The volatile price of natural gas is identified as another contributing factor in some states, particularly Massachusetts, which drew 64% of its electricity from gas-fired generation in 2023, compared with 49% for ISO-NE as a whole.
The report flags other factors linked by a common theme: A regulated, guaranteed rate of return incentivizes utilities to make large capital investments rather than operational investments or other options that might be more cost-effective for customers.
The report notes, for example, that utilities are continuing to invest in aging coal plants to keep them running, taking on significant new debt in the process.

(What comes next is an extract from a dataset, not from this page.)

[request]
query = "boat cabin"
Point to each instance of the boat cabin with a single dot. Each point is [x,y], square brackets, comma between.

The report cites data from RMI showing the average remaining plant balance increased from $560/kW of capacity to $745 from 2010 to 2020 for steam boiler power plants, a category that consists mainly of coal-fired facilities. These sunk costs (plus a regulated rate of return) are passed along to ratepayers.
Transmission and distribution costs are increasing at nearly double the rate of inflation, the report says, because of utility investment in hardening and resilience. It suggests costs could be limited by maximizing the existing grid’s potential with grid-enhancing technologies and reconductoring existing transmission corridors.
The report cites Edison Electric Institute data showing IOUs boosted their capital investment in transmission and distribution infrastructure 64% from 2016 to 2023, more than double the rate of inflation during the same period. EEI indicates that transmission and distribution costs rose from one-fifth to one-third of total electricity revenue requirements from 2010 to 2022.
This capital investment has been across the board, including from utilities that serve areas with slower growth of emissions-free generation, the report said, suggesting again that the rise of renewables is not driving the spending.
The report states that these cost pressures risk canceling out the potential savings offered by renewable energy, the cost of which is expected to decrease through 2030.
It offers several suggestions: Utilities can adopt better planning processes, use competitive procurement processes, maximize the capacity of the existing grid, enhance regional cooperation, refinance coal debt, adopt fuel cost-sharing mechanisms and change their business models to incentivize energy efficiency for customers rather than incentivizing their own capital investments.